I didn't know that if you deprive my wife of a shower, for instance, she will refuse to do anything but sit on the couch in really ugly pajamas. That's how important hot showers are to my wife. I should note here that the power outage did not cause my wife to wear the really ugly pajamas (she always does that), but normally she'll change out of those really ugly pajamas at some point and go to work.

Since my wife was completely nonplussed by the situation, I tried to be, you know, plussed. I started to give her the speech I normally give to the children - my "People in Africa" speech. I like giving this speech because it makes me feel like the light beer version of Bono - all the compassion with a fraction of the actual work.

"People in Africa..." I began.

"Shut up about people in Africa," my wife barked.

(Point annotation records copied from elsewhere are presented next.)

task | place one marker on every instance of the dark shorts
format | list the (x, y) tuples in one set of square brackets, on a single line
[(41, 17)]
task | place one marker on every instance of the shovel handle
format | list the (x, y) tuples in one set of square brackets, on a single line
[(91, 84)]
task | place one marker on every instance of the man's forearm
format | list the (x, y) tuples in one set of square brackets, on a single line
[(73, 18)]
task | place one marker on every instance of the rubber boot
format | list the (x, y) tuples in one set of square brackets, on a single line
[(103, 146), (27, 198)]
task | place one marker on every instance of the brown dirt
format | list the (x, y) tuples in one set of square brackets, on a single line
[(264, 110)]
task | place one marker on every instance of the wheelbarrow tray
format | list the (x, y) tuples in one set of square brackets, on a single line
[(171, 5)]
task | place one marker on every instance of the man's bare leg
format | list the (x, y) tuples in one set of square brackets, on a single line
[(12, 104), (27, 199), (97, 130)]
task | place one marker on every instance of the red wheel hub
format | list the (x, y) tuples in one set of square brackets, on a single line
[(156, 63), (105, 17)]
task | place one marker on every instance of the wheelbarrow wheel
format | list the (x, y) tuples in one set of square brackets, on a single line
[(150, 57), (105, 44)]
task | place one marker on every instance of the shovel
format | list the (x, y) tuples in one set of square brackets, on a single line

I felt less and less like Bono every second.

"We don't have any television. How am I supposed to pick my clothes if I don't know what the weather is like?"

"You could go outside, Sweety," I suggested.

My wife got up in my face. "I'm not a meteorologist, sweety. Do I look like I've got a Triple Doppler radar so that I can just look outside and gauge what the weather is going to be like?"

She had a point.

A couple of hours later, the power company had fixed whatever caused the outage. I had already gone to work by then - without a shower. To my wife's credit, I learned the hard way that my co-workers appreciate the fact that I normally take a shower every morning - even if they never mention it.

I thought about our savage time living in the 1800s and how it put our family to the test and exposed our dependencies. I thought about how that might be a good thing because it taught us a valuable lesson about the things we take for granted. I thought about how valuable lessons usually suck.